1. Make a faceted scatter plot of `percollege` vs `percprof`, one panel per `state`, arranged in **2 rows**. Color points by state.
2. Set the figure size to `(10, 6)` using `theme(figure_size=(10,6))`.

In [None]:
# 1. Faceted scatter, 2 rows


In [None]:
# 2. Add figure size theme


#### Answer

In [None]:
(ggplot(df, aes('percollege','percprof', color='state'))
+geom_point()
+facet_wrap('state', nrow=2)).draw()

In [None]:
(ggplot(df, aes('percollege','percprof', color='state'))
+geom_point()
+facet_wrap('state', nrow=2)
+theme(figure_size=(10,6))).draw()

---
## 7. Statistical Transformations (`stat`)
`stat_*` functions compute a summary (smoothing line, bin counts, group means) and overlay it on the plot.

In [None]:
# add statistical transformations
(ggplot(df,aes('percollege','percprof',color = 'state'))
+geom_point()
+facet_wrap('state')
+stat_smooth()).draw()

In [None]:
# Using stats with bars
(ggplot(df,aes('percollege'))
+stat_bin(geom = 'bar',bins = 20)).draw()

In [None]:
# Using stats with bars
(ggplot(df,aes(x='state',y='poptotal'))
+stat_summary(geom="bar", fun_data="mean_se")).draw()

In [None]:
# check what the above plot is doing 
df.groupby('state')['poptotal'].mean()

---
## 8. Layer-Specific Mappings
You can apply aesthetic mappings to individual layers instead of the whole plot — useful when different geoms need different encodings.

In [None]:
# Use different aesthetics for different parts of graphic
(ggplot(df,aes('percollege','percprof'))
+geom_point(aes(color = 'state'))
+facet_wrap('state')
+stat_smooth()).draw()

---
## 9. Themes
Themes control non-data elements: font sizes, tick-label angles, background, etc. They don't change *what* is plotted, only *how it looks*.

In [None]:
(ggplot(df, aes(x='percollege'))
+geom_histogram()
+ ggtitle('Distribution of College Graduates')
+theme(axis_text_x  = element_text(angle = 45, hjust = 1),
      axis_title_x = element_text(size = 18),
      axis_title_y = element_text(size = 18),
      plot_title = element_text(size = 20))).draw()

---
## 10. Activity

The `plotnine` module includes a dataset called `diamonds` — prices and attributes of ~54,000 diamonds.

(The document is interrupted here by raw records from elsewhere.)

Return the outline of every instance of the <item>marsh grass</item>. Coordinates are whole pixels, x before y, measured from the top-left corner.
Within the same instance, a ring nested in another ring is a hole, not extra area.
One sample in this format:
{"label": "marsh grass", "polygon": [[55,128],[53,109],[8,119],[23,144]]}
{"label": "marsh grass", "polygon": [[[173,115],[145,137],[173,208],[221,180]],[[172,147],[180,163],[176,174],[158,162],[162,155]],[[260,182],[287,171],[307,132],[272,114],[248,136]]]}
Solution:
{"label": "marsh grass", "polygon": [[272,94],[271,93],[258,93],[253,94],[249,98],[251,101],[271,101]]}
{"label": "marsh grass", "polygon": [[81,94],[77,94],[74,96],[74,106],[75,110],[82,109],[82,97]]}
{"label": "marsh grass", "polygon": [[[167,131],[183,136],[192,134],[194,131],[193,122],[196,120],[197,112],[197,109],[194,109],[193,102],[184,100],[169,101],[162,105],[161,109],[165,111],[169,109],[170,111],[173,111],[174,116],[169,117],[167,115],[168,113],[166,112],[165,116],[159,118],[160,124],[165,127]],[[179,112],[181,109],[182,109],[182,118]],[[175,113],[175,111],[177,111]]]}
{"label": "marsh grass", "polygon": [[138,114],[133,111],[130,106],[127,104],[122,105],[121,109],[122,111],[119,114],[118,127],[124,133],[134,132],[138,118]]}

1. Create a grid of histograms showing the distribution of prices facetted by `cut` and `clarity`. Adjust the number of bins as needed.

2. Plot the number of carats vs the price. Think about how you might gain additional insights with additional aesthetic mappings, facetting, statistical transformations, etc.